Each correspondence table has two columns :

orig_key: original value
anon_val: target transformed value

A correspondence table can be used/enriched (not recommended from a protection point of view) or not on different runs of Privacy Protect.

From a legal point of view, a correspondence table must be secured or deleted after a run as you are able to retrieve the original value with it.

The build of a correspondence table must be done using another method (sequence generation in the bellow sample):

correspondence table example a

There is a dedicated method to use a correspondence method:

correspondence table example b

if you have at least a correspondence table built in one column to protect, you need to use Privacy Protect tool twice.
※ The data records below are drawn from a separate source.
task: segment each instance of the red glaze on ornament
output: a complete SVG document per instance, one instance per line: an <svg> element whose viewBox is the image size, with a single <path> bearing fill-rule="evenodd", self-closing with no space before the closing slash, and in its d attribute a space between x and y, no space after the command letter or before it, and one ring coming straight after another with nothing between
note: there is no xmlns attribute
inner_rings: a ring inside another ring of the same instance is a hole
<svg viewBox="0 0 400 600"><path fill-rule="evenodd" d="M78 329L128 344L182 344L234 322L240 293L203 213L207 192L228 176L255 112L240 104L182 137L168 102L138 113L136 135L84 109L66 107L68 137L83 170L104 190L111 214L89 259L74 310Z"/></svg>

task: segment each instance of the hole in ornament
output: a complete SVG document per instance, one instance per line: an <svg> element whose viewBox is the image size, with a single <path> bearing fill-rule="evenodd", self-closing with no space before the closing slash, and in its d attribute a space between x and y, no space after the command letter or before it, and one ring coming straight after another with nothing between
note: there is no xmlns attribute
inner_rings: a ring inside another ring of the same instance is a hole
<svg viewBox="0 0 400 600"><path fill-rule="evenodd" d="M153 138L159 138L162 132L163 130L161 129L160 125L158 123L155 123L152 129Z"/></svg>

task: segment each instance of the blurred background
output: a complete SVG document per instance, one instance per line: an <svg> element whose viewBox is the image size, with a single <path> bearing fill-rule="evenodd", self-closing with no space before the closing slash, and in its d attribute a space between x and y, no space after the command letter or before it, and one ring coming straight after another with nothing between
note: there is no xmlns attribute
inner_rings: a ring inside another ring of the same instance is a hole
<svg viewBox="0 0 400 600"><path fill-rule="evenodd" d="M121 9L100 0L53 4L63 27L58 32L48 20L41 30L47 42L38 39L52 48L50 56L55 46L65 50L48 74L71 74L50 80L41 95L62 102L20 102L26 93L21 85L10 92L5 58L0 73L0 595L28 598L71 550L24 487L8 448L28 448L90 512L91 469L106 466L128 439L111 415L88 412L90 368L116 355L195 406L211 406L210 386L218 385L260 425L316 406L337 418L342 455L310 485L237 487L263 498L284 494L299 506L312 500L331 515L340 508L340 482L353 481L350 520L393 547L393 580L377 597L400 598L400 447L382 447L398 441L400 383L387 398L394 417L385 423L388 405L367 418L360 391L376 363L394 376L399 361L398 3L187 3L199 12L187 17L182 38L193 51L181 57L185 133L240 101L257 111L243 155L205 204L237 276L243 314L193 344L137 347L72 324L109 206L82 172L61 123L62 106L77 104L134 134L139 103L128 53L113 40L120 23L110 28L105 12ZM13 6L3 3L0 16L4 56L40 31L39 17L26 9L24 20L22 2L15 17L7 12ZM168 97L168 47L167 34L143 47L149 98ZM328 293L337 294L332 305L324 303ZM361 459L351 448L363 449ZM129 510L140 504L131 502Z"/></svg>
The 1st occurs of privacy protect tool must be in "initialization" Execution Mode (to integrate all the values in the correspondence table) and the 2nd in "anonymization" (default) Execution mode (to use the correspondence table).

Anonym virtual column

Anonym virtual columns allow to produce intermediate transformation before using those virtual columns in the specification of a "real" column to protect.

Those virtual columns do not need to be added as a dependency with other columns for the real column and are not generated on target tables.

To add an "Anonym virtual column" to a table, it must be done on the required table in a Metadata:

anonym virtual column creation

Then, you can specify a transformation method on that column:

anonym virtual column transformation method

And finally use this virtual column to complete a "real" column:

anonym virtual column usage

Run Privacy Protect

Overview

Privacy Protect Component provides several Process Tools.

These Process Tools are used to load the dictionaries, produce reports, run and apply all the rules defined in the Metadata.

Data catalog tool

Data catalog tool allows to share the list of protected data with all the actors involved before applying the protection and giving availability to authorized users.

This tool is available in the process palette, in Privacy Protect category, producing an HTML list.

pp tool data catalog palette

You must use "Data Catalog" tool in a Process.

You have to Drag & drop the source schema on which applying the Data protection and a folder where the logs will be generated:

pp tool data catalog

An HTML report file is generated in the defined log folder and must be shared with the dedicated actors to validate the data protection to apply.

Example of generated file:

pp tool data catalog generated file

Example of file:

pp tool data catalog produced output

Load standard dictionary tool

Standard dictionaries need to be initialized (loaded) if you use them.

"Load Standard dictionaries" tool is available on process Palette in the Privacy Protect category.

pp tool load standard dictionary palette

You must use it in a Process and drag & drop :

The source schema with the dictionary schema defined at schema level
A folder where the logs will be generated

pp tool load standard dictionary overview

Then define the properties accordingly to your needs:

pp tool load standard dictionary properties

Privacy Protect tool

Privacy Protect tool applies all the protection methods defined in the metadata of the source schema and integrate them in the target schema.

Two "Execution mode"(s) are available :

Initialization to integrate data in correspondence tables (only required if correspondence tables are used)
Anonymization (default value) to apply all the protection methods in the target schema

"Privacy Protect" tool is available in the process Palette under Privacy Protect category.

pp tool privacy protect palette

You must use Privacy Protect tool in a Process and drag & drop:

The source schema on which the Data protection will be applied
A folder where the logs will be generated

pp tool privacy protect overview

Then define the properties accordingly to your needs:

pp tool privacy protect properties

Sample project

The Privacy Protect component is distributed with sample projects that contain various examples and files. Use these projects to better understand how the component works, and to get a head start on implementing it in your projects.

Refer to Install components in Semarchy xDI Designer to learn about importing sample projects.